Considérant qu’en raison de l’avis négatif émis le 3 juillet 1987 par la chambre d’accusation de la cour d’appel de Chambéry, l’extradition de M. X… n’a pas été accordée pour les faits de contrebande aggravée de gas-oil pour lesquels il a fait l’objet de deux condamnations prononcées les 5 juillet 1982 et 20 juin 1984 par la cour d’appel de Turin ; que, toutefois, le délit de banqueroute frauduleuse pour lequel l’extradition a été accordée par le décret attaqué, constitué par l’appropriation des profits illicites tirés de ladite contrebande, réalisée sous le couvert des sociétés Isomer et Abto, et qui a eu pour conséquence une diminution de l’actif de ces deux sociétés au préjudice de leurs actionnaires et créanciers, est distinct du délit de contrebande ; que, par suite, M. X… n’est pas fondé à soutenir que son extradition aurait dû aussi être refusée sur ce point ;

Considérant qu’aux termes de l’article 2 1 de la convention européenne d’extradition tel qu’il résulte des réserves exprimées par le gouvernement français : « Donneront lieu à extradition les faits punis par les lois de la partie requérante et de la partie requise d’une peine privative de liberté ou d’une mesure de sûreté privative de liberté d’un maximum d’au moins 2 ans ou d’une peine plus sévère.
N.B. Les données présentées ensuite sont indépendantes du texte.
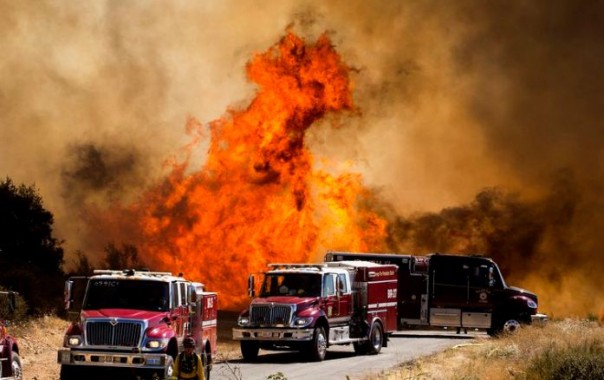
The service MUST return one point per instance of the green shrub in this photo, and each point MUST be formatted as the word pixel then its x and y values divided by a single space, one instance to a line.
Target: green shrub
pixel 17 315
pixel 582 361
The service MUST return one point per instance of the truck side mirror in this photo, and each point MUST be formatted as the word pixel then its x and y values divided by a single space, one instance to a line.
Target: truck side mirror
pixel 250 286
pixel 67 294
pixel 12 302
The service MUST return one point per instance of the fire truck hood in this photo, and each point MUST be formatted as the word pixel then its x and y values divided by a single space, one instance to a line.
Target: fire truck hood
pixel 123 313
pixel 290 300
pixel 523 292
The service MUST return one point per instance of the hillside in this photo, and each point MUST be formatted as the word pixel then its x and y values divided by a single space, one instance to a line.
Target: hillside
pixel 568 346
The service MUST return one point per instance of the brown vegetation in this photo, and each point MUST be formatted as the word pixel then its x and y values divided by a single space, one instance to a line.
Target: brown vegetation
pixel 533 353
pixel 561 350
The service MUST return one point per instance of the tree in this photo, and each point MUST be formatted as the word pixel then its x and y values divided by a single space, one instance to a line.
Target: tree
pixel 31 258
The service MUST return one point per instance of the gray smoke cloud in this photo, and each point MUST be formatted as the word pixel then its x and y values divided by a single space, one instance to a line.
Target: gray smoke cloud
pixel 454 98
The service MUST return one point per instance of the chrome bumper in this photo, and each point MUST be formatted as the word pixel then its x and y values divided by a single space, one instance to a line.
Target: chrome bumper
pixel 293 335
pixel 111 359
pixel 539 319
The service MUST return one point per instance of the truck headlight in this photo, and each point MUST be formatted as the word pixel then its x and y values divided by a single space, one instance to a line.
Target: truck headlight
pixel 243 321
pixel 156 343
pixel 302 322
pixel 74 340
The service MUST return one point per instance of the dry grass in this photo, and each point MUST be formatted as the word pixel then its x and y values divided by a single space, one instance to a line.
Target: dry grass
pixel 533 353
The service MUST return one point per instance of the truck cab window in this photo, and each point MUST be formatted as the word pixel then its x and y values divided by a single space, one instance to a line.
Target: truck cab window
pixel 329 288
pixel 483 276
pixel 342 283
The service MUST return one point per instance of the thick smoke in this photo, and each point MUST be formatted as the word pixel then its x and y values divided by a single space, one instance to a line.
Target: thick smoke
pixel 480 122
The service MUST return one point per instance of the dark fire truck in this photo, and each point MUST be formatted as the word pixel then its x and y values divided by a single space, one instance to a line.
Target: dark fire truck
pixel 132 324
pixel 10 361
pixel 454 291
pixel 309 307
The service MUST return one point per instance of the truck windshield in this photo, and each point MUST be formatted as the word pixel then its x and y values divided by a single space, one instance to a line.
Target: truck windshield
pixel 127 294
pixel 291 284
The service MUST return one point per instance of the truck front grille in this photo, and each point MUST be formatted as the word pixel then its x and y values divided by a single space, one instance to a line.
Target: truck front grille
pixel 120 334
pixel 271 315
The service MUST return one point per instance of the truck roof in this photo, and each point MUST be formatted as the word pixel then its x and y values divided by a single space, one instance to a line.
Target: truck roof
pixel 334 266
pixel 130 274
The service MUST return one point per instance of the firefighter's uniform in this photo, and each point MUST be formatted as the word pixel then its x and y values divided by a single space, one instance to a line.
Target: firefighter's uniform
pixel 188 367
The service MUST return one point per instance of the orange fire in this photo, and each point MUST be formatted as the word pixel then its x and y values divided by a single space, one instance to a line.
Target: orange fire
pixel 257 198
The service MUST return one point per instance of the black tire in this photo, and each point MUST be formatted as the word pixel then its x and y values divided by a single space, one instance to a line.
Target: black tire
pixel 70 372
pixel 161 374
pixel 16 366
pixel 249 350
pixel 375 340
pixel 318 345
pixel 506 327
pixel 169 371
pixel 360 348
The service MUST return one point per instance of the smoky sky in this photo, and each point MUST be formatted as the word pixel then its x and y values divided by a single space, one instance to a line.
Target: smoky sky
pixel 461 104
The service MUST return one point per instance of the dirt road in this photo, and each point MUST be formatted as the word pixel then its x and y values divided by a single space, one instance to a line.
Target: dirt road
pixel 40 339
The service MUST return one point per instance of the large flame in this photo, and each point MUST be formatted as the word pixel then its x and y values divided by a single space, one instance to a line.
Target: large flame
pixel 257 199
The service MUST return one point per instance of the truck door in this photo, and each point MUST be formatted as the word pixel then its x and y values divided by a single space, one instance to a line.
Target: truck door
pixel 180 309
pixel 482 286
pixel 344 294
pixel 449 282
pixel 329 293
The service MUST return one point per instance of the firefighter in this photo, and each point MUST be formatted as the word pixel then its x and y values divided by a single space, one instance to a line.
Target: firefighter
pixel 188 364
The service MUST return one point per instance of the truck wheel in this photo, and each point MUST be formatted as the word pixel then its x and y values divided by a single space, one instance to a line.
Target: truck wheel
pixel 166 373
pixel 16 366
pixel 69 372
pixel 169 371
pixel 360 348
pixel 249 350
pixel 510 326
pixel 318 347
pixel 375 339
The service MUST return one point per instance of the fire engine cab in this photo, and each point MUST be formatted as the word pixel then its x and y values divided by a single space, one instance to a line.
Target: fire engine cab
pixel 134 323
pixel 445 290
pixel 309 307
pixel 10 361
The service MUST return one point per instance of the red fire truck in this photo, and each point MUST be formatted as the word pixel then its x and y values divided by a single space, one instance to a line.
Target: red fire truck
pixel 133 323
pixel 309 307
pixel 454 291
pixel 10 361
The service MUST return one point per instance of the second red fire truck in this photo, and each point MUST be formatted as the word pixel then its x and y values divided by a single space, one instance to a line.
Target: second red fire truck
pixel 309 307
pixel 132 325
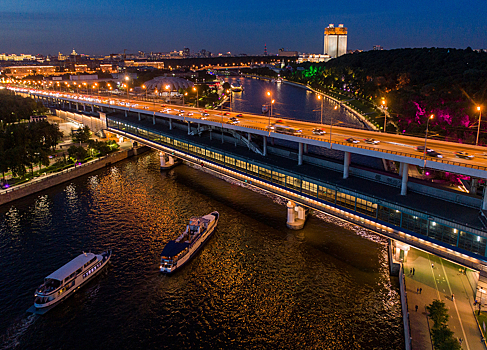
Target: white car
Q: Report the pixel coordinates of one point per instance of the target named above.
(371, 141)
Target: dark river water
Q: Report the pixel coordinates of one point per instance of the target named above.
(291, 102)
(255, 284)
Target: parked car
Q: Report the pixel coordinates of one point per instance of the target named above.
(464, 155)
(371, 141)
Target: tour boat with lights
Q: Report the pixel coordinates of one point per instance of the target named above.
(66, 280)
(178, 252)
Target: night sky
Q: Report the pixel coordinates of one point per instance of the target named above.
(108, 26)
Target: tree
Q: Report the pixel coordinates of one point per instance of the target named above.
(81, 135)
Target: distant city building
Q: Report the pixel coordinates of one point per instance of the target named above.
(14, 57)
(284, 53)
(335, 43)
(315, 58)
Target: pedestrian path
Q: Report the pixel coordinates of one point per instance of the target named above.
(436, 278)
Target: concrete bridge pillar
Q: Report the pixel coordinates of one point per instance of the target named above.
(296, 216)
(300, 155)
(404, 174)
(346, 164)
(484, 202)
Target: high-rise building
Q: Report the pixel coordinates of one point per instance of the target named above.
(335, 41)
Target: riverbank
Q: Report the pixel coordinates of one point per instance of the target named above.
(54, 179)
(345, 104)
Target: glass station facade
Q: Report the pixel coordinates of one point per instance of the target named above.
(368, 207)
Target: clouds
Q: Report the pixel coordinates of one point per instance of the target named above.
(110, 26)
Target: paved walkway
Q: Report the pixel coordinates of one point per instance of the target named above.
(439, 279)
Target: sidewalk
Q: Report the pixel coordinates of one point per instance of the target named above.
(439, 279)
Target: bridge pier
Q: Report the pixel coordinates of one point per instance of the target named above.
(346, 164)
(296, 216)
(403, 169)
(300, 155)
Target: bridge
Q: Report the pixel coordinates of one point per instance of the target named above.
(294, 167)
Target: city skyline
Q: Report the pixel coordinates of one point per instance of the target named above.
(95, 28)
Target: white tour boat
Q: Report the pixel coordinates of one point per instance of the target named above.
(178, 252)
(67, 279)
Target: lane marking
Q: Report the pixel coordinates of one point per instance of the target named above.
(455, 304)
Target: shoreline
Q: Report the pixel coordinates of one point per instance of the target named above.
(51, 180)
(368, 125)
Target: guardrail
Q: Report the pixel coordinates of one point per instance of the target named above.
(405, 154)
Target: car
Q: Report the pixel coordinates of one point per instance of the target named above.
(318, 131)
(421, 149)
(434, 154)
(371, 141)
(464, 155)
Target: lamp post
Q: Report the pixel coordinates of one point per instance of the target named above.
(385, 113)
(426, 138)
(321, 113)
(168, 87)
(127, 80)
(197, 99)
(331, 123)
(478, 128)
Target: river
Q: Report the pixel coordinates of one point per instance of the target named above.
(255, 285)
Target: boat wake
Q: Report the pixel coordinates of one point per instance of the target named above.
(11, 339)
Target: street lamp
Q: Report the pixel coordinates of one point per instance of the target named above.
(331, 123)
(478, 128)
(321, 114)
(144, 87)
(168, 87)
(197, 99)
(385, 114)
(426, 138)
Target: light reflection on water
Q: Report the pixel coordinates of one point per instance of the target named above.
(255, 282)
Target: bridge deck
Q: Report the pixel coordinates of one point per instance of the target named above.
(414, 201)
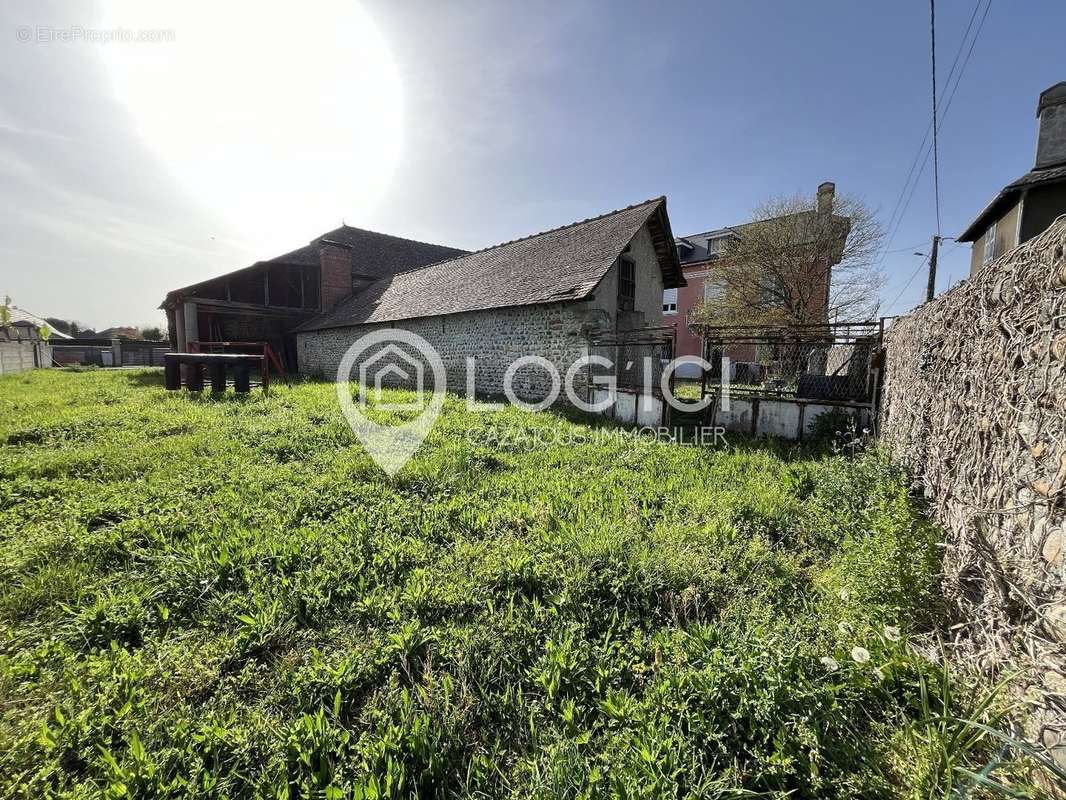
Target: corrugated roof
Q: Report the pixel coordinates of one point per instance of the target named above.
(373, 255)
(560, 265)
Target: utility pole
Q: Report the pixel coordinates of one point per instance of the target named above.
(931, 287)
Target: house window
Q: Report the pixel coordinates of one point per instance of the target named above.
(716, 245)
(669, 301)
(989, 243)
(627, 285)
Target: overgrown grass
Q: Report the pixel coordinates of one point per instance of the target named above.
(227, 598)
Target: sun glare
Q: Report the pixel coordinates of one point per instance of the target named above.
(280, 123)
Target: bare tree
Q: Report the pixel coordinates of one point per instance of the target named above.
(800, 261)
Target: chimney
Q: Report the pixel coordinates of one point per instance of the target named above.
(1051, 136)
(825, 192)
(336, 273)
Lorsqu’une condamnation à une peine est intervenue, ou qu’une mesure de sûreté a été infligée sur le territoire de la partie requérante, la sanction prononcée devra être d’une durée d’au moins quatre mois » ; que cependant, aux termes du 2 du même article : « Si la demande d’extradition vise plusieurs faits distincts punis chacun par la loi de la partie requérante et de la partie requise d’une peine privative de liberté ou d’une mesure de sûreté privative de liberté, mais dont certains ne remplissent pas la condition relative au taux de la peine, la partie requise aura la faculté d’accorder également l’extradition pour ces derniers » ; qu’ainsi M. X…, dont l’extradition a été accordée aux autorités italiennes par le décret attaqué pour les faits de dénonciation calomnieuse et banqueroute frauduleuse, pouvait également être extradé pour les faits de corruption, qui sont distincts du délit de contrebande, bien que la condamnation prononcée de ce chef à son encontre, le 20 juin 1984, par la cour d’appel de Turin n’ait été que de deux mois de réclusion ;

Considérant qu’il résulte de tout ce qui précède que M. X… n’est pas fondé à demander l’annulation du décret du 3 décembre 1987 accordant son extradition aux autorités italiennes ;

Article 1er : La requête de M. X… est rejetée.

Article 2 : La présente décision sera notifiée à M. X…, au Premier ministre et au Garde des sceaux, ministre de la justice.